Methodology naming alone is not a defense. A named method that is not anchored in a primary-source artifact (paper, plugin, public guide, runbook) is a brochure. The defensibility comes from the pairing — the name plus the published artifact plus the citations from independent third parties using the same vocabulary. Pace got to defensibility because Decagon also publishes AOPs. Compound Engineering got to defensibility because Every shipped the GitHub plugin.
Vocabulary will commoditize. AOPs already showed up in two verticals within months of Pace's launch. The first-mover advantage on a name is real, but it has a half-life. The compounding asset is the proprietary data that accumulates under the name (per-client CLAUDE.mds, AOPs, Compound runbooks) — not the name itself. The name opens the door. The data behind the name is what keeps it open.

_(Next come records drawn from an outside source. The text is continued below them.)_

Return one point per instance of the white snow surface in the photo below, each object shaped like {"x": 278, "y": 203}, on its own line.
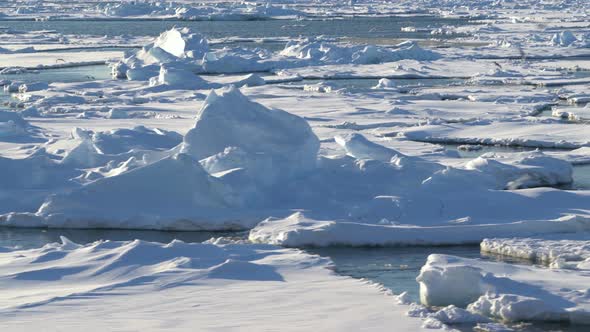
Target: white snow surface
{"x": 559, "y": 252}
{"x": 505, "y": 291}
{"x": 209, "y": 285}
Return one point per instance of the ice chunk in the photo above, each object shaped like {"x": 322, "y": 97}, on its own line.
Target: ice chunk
{"x": 231, "y": 120}
{"x": 182, "y": 43}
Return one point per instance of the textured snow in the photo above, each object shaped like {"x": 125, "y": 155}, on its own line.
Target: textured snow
{"x": 560, "y": 252}
{"x": 145, "y": 285}
{"x": 505, "y": 291}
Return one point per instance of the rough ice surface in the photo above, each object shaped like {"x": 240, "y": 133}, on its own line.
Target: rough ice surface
{"x": 505, "y": 291}
{"x": 467, "y": 126}
{"x": 559, "y": 252}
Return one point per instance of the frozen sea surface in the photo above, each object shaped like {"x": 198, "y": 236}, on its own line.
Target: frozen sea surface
{"x": 363, "y": 28}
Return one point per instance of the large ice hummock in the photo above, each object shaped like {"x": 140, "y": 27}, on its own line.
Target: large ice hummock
{"x": 229, "y": 167}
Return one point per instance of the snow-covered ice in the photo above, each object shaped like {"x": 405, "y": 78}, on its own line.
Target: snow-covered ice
{"x": 455, "y": 122}
{"x": 178, "y": 285}
{"x": 505, "y": 291}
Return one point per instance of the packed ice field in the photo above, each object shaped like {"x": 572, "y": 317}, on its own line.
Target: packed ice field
{"x": 295, "y": 165}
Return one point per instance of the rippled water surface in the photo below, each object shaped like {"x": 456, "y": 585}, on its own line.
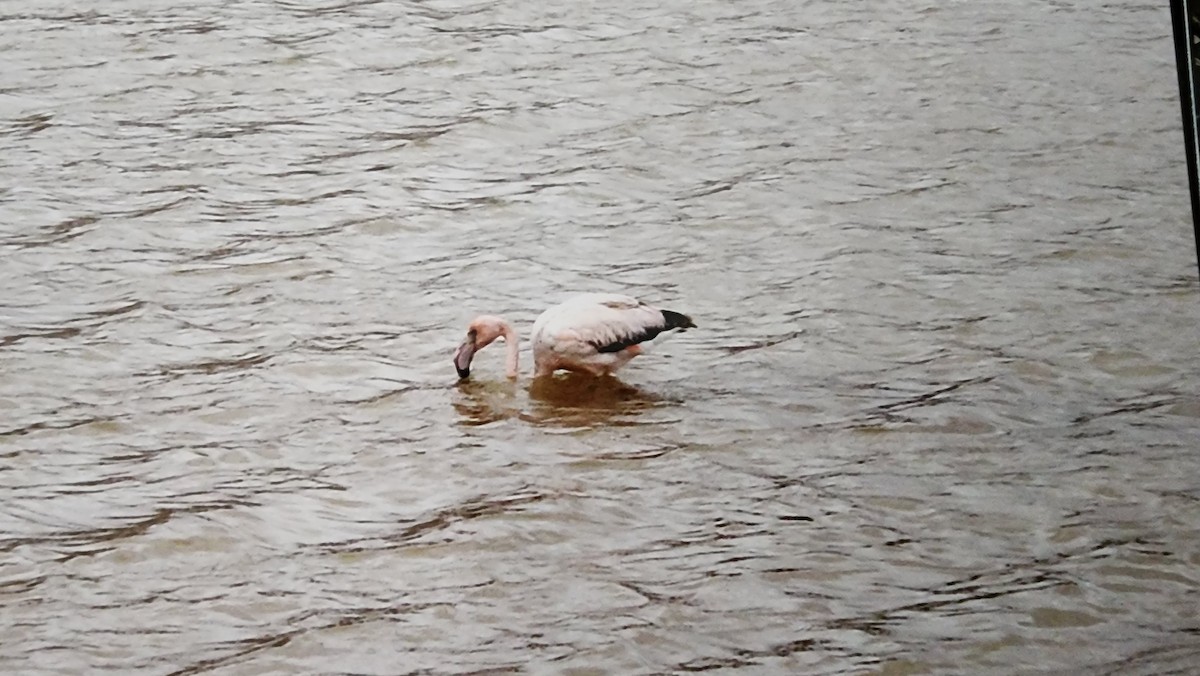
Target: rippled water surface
{"x": 940, "y": 413}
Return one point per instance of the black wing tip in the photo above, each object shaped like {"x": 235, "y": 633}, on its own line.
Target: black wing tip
{"x": 677, "y": 321}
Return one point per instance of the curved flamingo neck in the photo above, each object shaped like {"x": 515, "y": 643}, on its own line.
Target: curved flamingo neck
{"x": 511, "y": 342}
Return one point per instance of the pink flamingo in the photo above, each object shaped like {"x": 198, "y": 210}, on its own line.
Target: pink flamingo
{"x": 593, "y": 333}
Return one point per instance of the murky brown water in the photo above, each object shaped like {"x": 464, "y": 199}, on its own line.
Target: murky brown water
{"x": 940, "y": 414}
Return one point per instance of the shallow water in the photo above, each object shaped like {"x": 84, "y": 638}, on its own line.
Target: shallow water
{"x": 939, "y": 416}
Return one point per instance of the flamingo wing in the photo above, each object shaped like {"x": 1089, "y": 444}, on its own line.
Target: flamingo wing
{"x": 595, "y": 330}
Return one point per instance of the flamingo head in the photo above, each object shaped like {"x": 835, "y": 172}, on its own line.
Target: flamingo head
{"x": 480, "y": 333}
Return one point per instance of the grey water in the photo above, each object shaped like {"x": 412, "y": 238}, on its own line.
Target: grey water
{"x": 940, "y": 414}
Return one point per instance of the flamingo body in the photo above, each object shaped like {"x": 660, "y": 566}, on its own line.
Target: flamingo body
{"x": 592, "y": 333}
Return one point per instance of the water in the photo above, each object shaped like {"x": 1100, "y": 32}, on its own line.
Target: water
{"x": 939, "y": 416}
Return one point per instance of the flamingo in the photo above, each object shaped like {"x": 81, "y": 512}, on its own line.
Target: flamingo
{"x": 592, "y": 333}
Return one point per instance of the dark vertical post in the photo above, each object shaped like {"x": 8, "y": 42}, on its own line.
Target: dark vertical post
{"x": 1186, "y": 18}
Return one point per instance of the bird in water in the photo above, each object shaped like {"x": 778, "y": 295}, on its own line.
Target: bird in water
{"x": 592, "y": 333}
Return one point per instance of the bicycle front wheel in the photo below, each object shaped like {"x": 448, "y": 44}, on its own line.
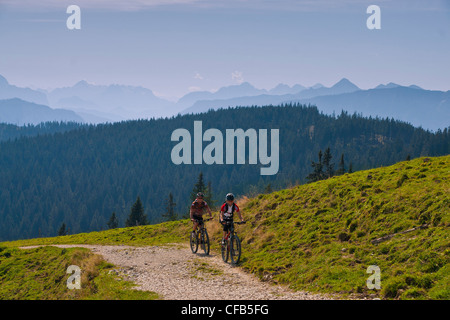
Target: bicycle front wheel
{"x": 193, "y": 241}
{"x": 205, "y": 242}
{"x": 224, "y": 249}
{"x": 235, "y": 249}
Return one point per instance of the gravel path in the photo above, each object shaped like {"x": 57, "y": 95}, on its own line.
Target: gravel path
{"x": 175, "y": 273}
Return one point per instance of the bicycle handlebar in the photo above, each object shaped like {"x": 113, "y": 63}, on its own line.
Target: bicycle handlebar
{"x": 229, "y": 222}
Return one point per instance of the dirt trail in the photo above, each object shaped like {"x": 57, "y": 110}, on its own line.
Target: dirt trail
{"x": 175, "y": 273}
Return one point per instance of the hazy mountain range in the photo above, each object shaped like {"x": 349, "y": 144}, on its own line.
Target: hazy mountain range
{"x": 91, "y": 103}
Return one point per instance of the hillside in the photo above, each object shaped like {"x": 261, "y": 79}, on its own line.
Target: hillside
{"x": 80, "y": 177}
{"x": 40, "y": 274}
{"x": 322, "y": 236}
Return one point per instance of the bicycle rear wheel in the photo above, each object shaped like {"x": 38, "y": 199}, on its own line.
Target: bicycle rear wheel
{"x": 205, "y": 242}
{"x": 235, "y": 249}
{"x": 225, "y": 251}
{"x": 193, "y": 241}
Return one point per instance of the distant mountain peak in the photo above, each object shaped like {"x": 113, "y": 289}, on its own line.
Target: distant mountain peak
{"x": 82, "y": 83}
{"x": 345, "y": 83}
{"x": 3, "y": 81}
{"x": 390, "y": 85}
{"x": 317, "y": 86}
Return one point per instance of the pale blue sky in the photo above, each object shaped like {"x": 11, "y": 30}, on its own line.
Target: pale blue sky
{"x": 175, "y": 46}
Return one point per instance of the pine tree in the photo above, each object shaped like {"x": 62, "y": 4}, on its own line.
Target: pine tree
{"x": 113, "y": 222}
{"x": 341, "y": 169}
{"x": 328, "y": 165}
{"x": 136, "y": 216}
{"x": 62, "y": 230}
{"x": 317, "y": 173}
{"x": 199, "y": 187}
{"x": 170, "y": 214}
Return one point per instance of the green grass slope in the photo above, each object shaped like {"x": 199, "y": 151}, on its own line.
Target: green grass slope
{"x": 323, "y": 236}
{"x": 40, "y": 273}
{"x": 320, "y": 236}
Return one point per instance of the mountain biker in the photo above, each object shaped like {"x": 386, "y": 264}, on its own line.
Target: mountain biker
{"x": 197, "y": 209}
{"x": 226, "y": 214}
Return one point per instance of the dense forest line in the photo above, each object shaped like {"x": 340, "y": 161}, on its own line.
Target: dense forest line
{"x": 80, "y": 177}
{"x": 12, "y": 131}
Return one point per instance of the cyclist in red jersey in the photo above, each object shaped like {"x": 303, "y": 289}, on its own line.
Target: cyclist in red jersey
{"x": 197, "y": 210}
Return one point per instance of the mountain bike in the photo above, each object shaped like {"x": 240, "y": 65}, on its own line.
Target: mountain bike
{"x": 231, "y": 246}
{"x": 200, "y": 237}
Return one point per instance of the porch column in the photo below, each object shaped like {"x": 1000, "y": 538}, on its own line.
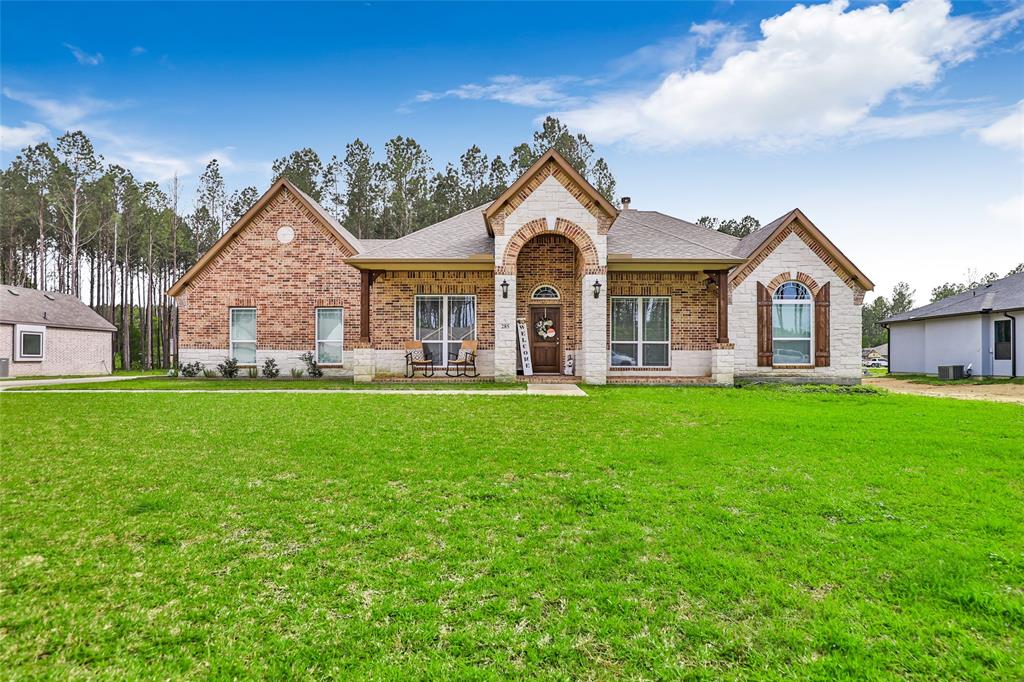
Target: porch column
{"x": 595, "y": 331}
{"x": 505, "y": 333}
{"x": 723, "y": 306}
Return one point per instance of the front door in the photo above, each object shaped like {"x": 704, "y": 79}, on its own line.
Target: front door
{"x": 545, "y": 338}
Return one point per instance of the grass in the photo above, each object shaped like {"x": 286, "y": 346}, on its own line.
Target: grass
{"x": 170, "y": 383}
{"x": 640, "y": 533}
{"x": 935, "y": 381}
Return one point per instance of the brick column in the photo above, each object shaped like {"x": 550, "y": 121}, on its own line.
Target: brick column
{"x": 592, "y": 360}
{"x": 505, "y": 336}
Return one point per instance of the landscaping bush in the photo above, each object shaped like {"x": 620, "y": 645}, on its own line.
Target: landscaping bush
{"x": 312, "y": 367}
{"x": 270, "y": 369}
{"x": 228, "y": 369}
{"x": 193, "y": 369}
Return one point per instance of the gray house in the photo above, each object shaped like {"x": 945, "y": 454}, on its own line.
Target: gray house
{"x": 48, "y": 334}
{"x": 979, "y": 328}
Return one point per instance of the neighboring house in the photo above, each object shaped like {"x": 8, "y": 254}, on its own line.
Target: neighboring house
{"x": 632, "y": 296}
{"x": 979, "y": 328}
{"x": 46, "y": 334}
{"x": 876, "y": 353}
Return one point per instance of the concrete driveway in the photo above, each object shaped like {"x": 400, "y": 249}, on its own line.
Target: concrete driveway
{"x": 993, "y": 392}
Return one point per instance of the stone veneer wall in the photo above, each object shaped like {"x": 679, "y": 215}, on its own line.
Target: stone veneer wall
{"x": 66, "y": 350}
{"x": 286, "y": 283}
{"x": 793, "y": 255}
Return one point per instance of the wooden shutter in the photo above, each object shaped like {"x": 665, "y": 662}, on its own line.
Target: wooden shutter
{"x": 764, "y": 326}
{"x": 822, "y": 342}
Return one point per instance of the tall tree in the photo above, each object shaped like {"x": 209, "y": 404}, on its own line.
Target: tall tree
{"x": 78, "y": 165}
{"x": 240, "y": 202}
{"x": 363, "y": 190}
{"x": 406, "y": 173}
{"x": 304, "y": 169}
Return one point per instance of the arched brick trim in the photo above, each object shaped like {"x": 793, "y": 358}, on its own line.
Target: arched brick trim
{"x": 802, "y": 278}
{"x": 576, "y": 233}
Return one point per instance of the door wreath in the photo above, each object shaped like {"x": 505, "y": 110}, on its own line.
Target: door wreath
{"x": 545, "y": 329}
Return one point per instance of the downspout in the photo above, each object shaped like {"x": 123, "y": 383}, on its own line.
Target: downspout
{"x": 1013, "y": 345}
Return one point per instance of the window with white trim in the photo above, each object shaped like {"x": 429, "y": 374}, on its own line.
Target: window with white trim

The convergence is the actual story
AOPs at Pace and Decagon. Compound Engineering at Every. Codified Engagement at Leanboat. The hierarchical agent architecture at Crosby. Workflow ownership at Harper. Forward Deployed Engineer pods, the broader pattern in software services. These are not six different things. They are six vocabularies for the same shift: services firms publishing the messy middle of their work as a documented, named system, then pricing the system instead of the hours. The naming is the moat because it forces the firm to actually have the system in writing — and once it is in writing, the buyer can read it, the operator can recruit on it, the pricing can index to it, and the next firm without a name has nothing to put on the comparison page.
If your services firm cannot name its operating method in two words in May 2026, the gap is not a marketing gap. It is an operations gap. The marketing is downstream.